What if customers want the functionality, but not the distributedness?

For example, I want event routing and easily deployable functions, but I don’t want asynchronous, out-of-order delivery lacking transactional guarantees that I get with EventBridge and Lambda. Sadly, serverless packages the complex programming and run-time model along with the functionality, one aspect that adds to the serverless illusion, which I highlighted before. As a result, you’re not benefitting from the reduced hardware size constraint, unless you wander back to on premises (hello again, DHH!), or perhaps VMs in the cloud (you can get 24TB RAM in EC2 for about USD 100 per hour, although you’ll have to make do with 2nd generation Xeon processors).

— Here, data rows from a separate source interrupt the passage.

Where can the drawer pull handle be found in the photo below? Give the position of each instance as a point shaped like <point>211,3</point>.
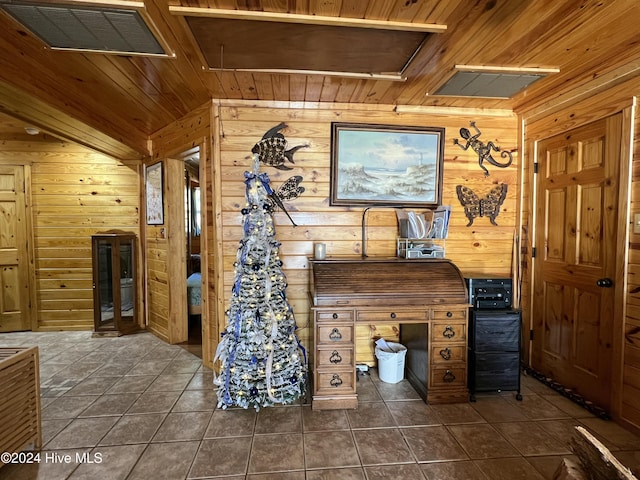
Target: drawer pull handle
<point>448,332</point>
<point>448,377</point>
<point>335,335</point>
<point>336,381</point>
<point>335,357</point>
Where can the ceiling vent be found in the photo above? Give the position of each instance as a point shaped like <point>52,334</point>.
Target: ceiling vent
<point>96,29</point>
<point>491,82</point>
<point>309,44</point>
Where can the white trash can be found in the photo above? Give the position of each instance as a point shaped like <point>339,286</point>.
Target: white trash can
<point>390,361</point>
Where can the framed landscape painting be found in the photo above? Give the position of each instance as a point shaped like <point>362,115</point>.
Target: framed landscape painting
<point>386,165</point>
<point>154,194</point>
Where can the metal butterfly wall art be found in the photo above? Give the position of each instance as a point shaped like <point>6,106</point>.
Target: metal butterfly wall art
<point>487,206</point>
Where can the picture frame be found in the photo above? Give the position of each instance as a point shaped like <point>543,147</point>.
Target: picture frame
<point>154,194</point>
<point>386,165</point>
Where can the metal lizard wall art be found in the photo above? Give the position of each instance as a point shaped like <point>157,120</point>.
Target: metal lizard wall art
<point>483,151</point>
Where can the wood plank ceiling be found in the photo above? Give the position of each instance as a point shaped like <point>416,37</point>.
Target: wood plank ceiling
<point>114,102</point>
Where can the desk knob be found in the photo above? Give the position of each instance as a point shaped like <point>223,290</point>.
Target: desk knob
<point>449,332</point>
<point>335,357</point>
<point>335,335</point>
<point>445,353</point>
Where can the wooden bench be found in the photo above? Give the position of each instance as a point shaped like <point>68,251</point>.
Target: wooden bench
<point>21,426</point>
<point>595,461</point>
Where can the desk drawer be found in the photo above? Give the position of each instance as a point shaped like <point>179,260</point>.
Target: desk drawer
<point>452,314</point>
<point>448,377</point>
<point>334,334</point>
<point>392,315</point>
<point>448,354</point>
<point>451,332</point>
<point>334,315</point>
<point>334,357</point>
<point>335,382</point>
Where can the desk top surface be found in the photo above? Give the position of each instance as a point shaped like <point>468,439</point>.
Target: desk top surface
<point>386,281</point>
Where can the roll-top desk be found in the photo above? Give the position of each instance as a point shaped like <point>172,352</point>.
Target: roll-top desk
<point>429,297</point>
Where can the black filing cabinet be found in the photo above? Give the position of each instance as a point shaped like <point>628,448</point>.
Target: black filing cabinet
<point>494,337</point>
<point>494,348</point>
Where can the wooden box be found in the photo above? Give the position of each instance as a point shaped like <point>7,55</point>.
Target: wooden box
<point>19,400</point>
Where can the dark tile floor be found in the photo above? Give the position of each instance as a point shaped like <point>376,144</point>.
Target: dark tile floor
<point>141,409</point>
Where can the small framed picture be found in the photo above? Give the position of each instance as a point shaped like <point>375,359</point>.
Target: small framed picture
<point>386,165</point>
<point>154,194</point>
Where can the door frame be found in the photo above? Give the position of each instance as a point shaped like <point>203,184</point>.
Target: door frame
<point>30,309</point>
<point>622,242</point>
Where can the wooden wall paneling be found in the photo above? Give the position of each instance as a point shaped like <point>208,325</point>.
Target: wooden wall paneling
<point>65,208</point>
<point>74,193</point>
<point>213,267</point>
<point>480,249</point>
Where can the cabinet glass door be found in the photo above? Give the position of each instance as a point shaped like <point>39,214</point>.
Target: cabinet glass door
<point>106,320</point>
<point>114,283</point>
<point>127,290</point>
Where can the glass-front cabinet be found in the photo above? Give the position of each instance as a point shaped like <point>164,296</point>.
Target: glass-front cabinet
<point>114,283</point>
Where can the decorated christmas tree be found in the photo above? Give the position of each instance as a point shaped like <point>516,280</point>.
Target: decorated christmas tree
<point>262,360</point>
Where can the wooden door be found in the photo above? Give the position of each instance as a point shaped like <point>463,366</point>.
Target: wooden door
<point>14,260</point>
<point>577,188</point>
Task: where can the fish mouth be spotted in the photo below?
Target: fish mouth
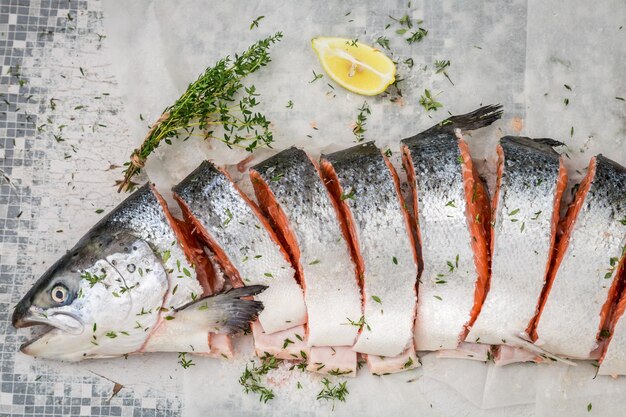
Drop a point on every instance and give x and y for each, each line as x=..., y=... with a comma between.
x=44, y=324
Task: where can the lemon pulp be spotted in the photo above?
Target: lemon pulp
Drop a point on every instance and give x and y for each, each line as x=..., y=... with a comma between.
x=354, y=65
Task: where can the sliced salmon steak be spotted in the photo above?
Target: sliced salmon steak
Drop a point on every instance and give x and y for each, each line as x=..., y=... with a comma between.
x=582, y=287
x=451, y=212
x=208, y=274
x=290, y=191
x=530, y=182
x=244, y=243
x=613, y=359
x=366, y=188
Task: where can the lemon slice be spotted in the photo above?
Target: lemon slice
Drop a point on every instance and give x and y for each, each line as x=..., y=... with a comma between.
x=354, y=65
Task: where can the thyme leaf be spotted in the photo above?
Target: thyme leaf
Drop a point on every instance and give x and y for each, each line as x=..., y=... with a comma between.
x=210, y=102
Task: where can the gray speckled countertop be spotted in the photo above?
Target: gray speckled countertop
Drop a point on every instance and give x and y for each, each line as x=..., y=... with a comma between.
x=76, y=74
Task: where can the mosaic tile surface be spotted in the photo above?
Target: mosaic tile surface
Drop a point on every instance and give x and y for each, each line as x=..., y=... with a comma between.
x=56, y=97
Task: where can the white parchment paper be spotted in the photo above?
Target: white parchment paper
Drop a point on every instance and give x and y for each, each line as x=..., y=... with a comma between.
x=517, y=53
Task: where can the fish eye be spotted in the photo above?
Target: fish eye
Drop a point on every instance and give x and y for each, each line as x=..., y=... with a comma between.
x=59, y=293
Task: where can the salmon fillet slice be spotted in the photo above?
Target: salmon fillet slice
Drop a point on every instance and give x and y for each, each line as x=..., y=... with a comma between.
x=453, y=240
x=244, y=244
x=451, y=210
x=290, y=191
x=384, y=365
x=582, y=286
x=530, y=182
x=220, y=345
x=613, y=358
x=366, y=188
x=287, y=344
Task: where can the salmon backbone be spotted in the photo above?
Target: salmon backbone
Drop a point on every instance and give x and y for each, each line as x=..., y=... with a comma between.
x=340, y=261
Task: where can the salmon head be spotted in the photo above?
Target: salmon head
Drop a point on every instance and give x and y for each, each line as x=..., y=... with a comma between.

Everyone’s favorite unfavorite: coupling

If you ask architects to quickly name out one of the most important design criteria, there’s one word that you are bound to hear a lot: “coupling”, as in “everything must be loosely coupled”. Now, one could write entire books on the topic, so I will simplify a bit, but the hunt for loose coupling might also be past its prime.

Our love affair with loose coupling is based on the desire to limit change propagation. If a seemingly simple change also necessitates a change in a far-away and ostensibly unrelated component, that’ll slow down development and lead to all sorts of unwelcome behavior like not fixing or refactoring things when needed.

The underlying constraint, which favors loose coupling, is that a) it’s difficult to find the places to change and b) that it’s difficult to make the change. In recent years, we have drastically reduced those constraints, for example through better source code management, global searches, CI/CD, automated tests, and much more. So, we can get away with much more tight coupling than we might be used to (and in fact, this observation led to Gregor’s Law of Coupling).

You can’t take sugar out of the cookies

When I speak to executive audiences about the challenges of transformation, I resort to the following metaphor:

If someone invents sweetener and removes the constraint that sweetness implies calories, you can’t take the sugar out of your cookies–you’ll have to bake another batch.

In large organizations, constraints have been baked into all forms of processes and ways of working, often over the course of multiple decades. Getting those constraints out is equally challenging as getting the sugar out of your cookies.

As architects, we can lead by example to flush out outdated assumptions and heuristics from our brains. And I like baking cookies, so making a new batch is no problem.